This function reads a CSV file and returns a pandas DataFrame.

Parameters:
file_path (str): The path to the CSV file

Returns:
pd.DataFrame: The data from the CSV file

In [None]:
import pandas as pd
import re

def read_csv_file(file_path):
    try:
        df = pd.read_csv(file_path)
        print("File read successfully!")
        return df
    except FileNotFoundError:
        print(f"No file found at {file_path}")
    except Exception as e:
        print(f"An error occurred: {e}")
df = read_csv_file('./Assignment 0 Part A.csv')
print(df)


This function processes each row in the DataFrame. We don't find a way to process them separately, so all of extraction process are placed in this part.
    
Parameters:
df (pd.DataFrame): The DataFrame to process

In [None]:
def extract_data(df):
    
    # Fill NaN values with a default value
    df.fillna('Unknown', inplace=True)
    
    # Convert columns to string type
    df[['first_name', 'last_name', 'company_name', 'address', 'city', 'county', 'state', 'phone1', 'phone2', 'email']] = df[['first_name', 'last_name', 'company_name', 'address', 'city', 'county', 'state', 'phone1', 'phone2', 'email']].astype(str)

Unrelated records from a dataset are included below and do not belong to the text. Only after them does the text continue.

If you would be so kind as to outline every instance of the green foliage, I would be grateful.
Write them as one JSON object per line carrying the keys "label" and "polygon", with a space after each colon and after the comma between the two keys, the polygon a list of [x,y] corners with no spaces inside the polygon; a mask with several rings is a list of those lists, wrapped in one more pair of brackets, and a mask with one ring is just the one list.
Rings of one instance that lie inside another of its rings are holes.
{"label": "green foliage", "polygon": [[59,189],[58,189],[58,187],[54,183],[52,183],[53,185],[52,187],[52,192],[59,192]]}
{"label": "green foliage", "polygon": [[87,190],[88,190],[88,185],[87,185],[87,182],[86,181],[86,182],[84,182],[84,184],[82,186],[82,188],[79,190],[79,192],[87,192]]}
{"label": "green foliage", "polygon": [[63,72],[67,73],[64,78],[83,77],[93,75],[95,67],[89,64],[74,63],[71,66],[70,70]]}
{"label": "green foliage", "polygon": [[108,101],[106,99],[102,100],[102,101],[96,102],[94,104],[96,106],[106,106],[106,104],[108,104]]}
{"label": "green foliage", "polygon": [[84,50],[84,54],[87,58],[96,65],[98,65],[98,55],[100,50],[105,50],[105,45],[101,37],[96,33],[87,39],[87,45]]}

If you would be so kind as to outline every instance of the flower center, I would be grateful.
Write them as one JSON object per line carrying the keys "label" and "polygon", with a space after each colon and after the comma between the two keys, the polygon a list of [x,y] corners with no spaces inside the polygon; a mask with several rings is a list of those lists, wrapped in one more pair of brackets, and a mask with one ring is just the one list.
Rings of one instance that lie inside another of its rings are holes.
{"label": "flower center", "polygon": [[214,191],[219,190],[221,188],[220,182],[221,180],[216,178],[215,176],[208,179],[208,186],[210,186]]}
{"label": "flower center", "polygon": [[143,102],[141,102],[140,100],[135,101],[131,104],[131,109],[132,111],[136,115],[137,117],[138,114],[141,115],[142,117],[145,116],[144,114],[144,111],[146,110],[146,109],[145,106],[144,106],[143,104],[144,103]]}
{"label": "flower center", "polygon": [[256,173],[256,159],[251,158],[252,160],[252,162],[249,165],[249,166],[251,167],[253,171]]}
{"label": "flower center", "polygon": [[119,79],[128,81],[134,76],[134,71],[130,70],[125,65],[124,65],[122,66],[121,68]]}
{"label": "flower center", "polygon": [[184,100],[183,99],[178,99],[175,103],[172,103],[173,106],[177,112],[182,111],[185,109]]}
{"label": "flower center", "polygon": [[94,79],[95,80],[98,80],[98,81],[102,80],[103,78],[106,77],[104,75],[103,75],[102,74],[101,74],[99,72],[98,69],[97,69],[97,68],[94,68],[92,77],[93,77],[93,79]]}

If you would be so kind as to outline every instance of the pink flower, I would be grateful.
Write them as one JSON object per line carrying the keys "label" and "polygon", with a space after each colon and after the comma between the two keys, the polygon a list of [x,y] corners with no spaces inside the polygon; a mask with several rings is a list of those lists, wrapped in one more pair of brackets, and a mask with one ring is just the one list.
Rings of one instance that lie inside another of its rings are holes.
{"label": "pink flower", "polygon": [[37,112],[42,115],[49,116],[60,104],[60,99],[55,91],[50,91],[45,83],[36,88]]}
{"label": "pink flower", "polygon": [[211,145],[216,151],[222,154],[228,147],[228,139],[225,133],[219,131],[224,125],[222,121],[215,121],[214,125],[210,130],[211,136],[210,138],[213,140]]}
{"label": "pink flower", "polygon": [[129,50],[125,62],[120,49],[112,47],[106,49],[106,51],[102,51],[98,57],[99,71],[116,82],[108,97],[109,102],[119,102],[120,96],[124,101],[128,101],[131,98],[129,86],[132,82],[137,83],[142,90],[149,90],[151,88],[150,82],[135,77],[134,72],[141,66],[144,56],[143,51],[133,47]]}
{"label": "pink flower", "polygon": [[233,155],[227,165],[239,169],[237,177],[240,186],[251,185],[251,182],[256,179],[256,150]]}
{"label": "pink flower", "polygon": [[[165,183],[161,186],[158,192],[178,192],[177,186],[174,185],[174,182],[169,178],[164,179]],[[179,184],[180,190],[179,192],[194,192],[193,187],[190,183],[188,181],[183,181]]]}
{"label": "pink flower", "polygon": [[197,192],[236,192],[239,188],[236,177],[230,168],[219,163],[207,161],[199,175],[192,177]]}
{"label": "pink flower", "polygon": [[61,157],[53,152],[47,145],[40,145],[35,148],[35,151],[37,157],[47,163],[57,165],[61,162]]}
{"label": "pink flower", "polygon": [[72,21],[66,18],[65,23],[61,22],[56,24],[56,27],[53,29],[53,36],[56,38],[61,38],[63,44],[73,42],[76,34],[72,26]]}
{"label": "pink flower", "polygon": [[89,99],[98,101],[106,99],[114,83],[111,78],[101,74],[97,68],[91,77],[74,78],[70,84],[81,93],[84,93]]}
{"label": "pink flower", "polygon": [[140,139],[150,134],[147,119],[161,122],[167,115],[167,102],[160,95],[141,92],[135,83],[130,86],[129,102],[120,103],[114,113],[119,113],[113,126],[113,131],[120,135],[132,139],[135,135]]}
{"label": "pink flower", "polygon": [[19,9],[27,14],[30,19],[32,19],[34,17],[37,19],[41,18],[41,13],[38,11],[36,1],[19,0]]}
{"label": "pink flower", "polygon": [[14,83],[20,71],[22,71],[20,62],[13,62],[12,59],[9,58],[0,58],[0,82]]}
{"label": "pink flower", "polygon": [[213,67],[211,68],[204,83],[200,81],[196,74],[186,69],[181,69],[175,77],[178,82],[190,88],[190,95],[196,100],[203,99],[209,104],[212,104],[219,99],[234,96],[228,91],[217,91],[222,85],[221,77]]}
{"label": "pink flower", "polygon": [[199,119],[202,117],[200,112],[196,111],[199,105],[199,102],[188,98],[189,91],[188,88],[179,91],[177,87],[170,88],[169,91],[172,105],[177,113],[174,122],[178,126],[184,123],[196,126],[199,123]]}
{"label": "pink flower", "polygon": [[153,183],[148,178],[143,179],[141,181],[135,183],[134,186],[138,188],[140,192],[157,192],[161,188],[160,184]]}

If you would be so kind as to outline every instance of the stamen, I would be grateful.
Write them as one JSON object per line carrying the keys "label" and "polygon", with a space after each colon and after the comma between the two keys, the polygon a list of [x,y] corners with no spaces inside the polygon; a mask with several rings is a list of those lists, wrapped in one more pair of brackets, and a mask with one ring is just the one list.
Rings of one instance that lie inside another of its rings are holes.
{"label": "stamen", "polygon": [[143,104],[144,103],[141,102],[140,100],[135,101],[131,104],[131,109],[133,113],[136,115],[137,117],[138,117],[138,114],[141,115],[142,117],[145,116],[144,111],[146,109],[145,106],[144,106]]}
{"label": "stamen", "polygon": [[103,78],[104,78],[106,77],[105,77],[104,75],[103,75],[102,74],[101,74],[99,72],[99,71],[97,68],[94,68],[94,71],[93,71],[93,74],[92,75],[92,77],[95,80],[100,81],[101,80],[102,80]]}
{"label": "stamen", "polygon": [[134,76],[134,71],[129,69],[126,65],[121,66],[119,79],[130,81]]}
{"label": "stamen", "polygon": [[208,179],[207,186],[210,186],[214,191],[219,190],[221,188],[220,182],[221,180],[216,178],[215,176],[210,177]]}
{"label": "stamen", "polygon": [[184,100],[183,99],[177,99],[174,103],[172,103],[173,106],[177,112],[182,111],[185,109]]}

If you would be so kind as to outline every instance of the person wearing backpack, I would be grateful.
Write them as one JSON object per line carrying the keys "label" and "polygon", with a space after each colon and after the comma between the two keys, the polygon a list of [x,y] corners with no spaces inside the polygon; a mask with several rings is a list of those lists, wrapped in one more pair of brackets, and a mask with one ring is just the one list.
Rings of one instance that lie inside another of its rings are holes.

    for i, row in df.iterrows():
        desc = row['Description']
        # Yue Liu Part
        df.at[i, 'first_name'] = extractFirstName(desc)
        df.at[i, 'last_name'] = extractLastName(desc)
        df.at[i, 'company_name'] = extractCompanyName(desc)
        
				# Yun Cao Part
        df.at[i, 'address'] = extractAddress(desc)
        df.at[i, 'city'] = extractCity(desc)
        df.at[i, 'county'] = extractCounty(desc)
        df.at[i, 'state'] = extractState(desc)
        
				# Nan Chen Part
        # Extract phone numbers
        phones = re.findall(r'\d{3}-\d{3}-\d{4}', desc)
        if phones:
            df.at[i, 'phone1'], df.at[i, 'phone2'] = phones
        
        # Extract email
        email_match = re.search(r'(\b[A-Za-z0-9._%+-]+@[A-Za-z0-9.-]+\.[A-Z|a-z]{2,}\b)', desc)
        if email_match:
            df.at[i, 'email'] = email_match.group(1)

# Yue Liu Part
def extractFirstName(desc):
    result = re.search(r'\b[A-Z][a-z]*\b', desc)
    return result.group(0) if result else "Unknown"
 
def extractLastName(desc):
    result = re.search(r' ([A-Z][a-z]+):', desc)
    return result.group(1) if result else "Unknown"
 
def extractCompanyName(desc):
    result = re.search(r'\b[A-Z]\w+\s?\w+\s(?:Esq|Cpa|Service|Jr|Dimensions)\b', desc)
    return result.group(0) if result else "Unknown"

# Yun Cao Part
def extractAddress(desc):
    result = re.search(r'\d+\s[^,]+(St|Blvd|Rd|Ave|Ln|Dr)',desc)
    return result.group() if result else "None"

def extractCity(desc):
    result = re.findall(r'\b(?:of|from|in)\s+([A-Z][a-z]+)\b', desc)
    return result[0] if result else "None"

def extractCounty(desc):
    result = re.findall(r'\b[A-Z][a-z]+(?=\sCounty)\b', desc)
    return result[0] if result else "None"

def extractState(desc):
    result = re.findall(r'\b[A-Z]{2}\b',desc)
    return result[0] if result else "None"

extract_data(df)
print(df)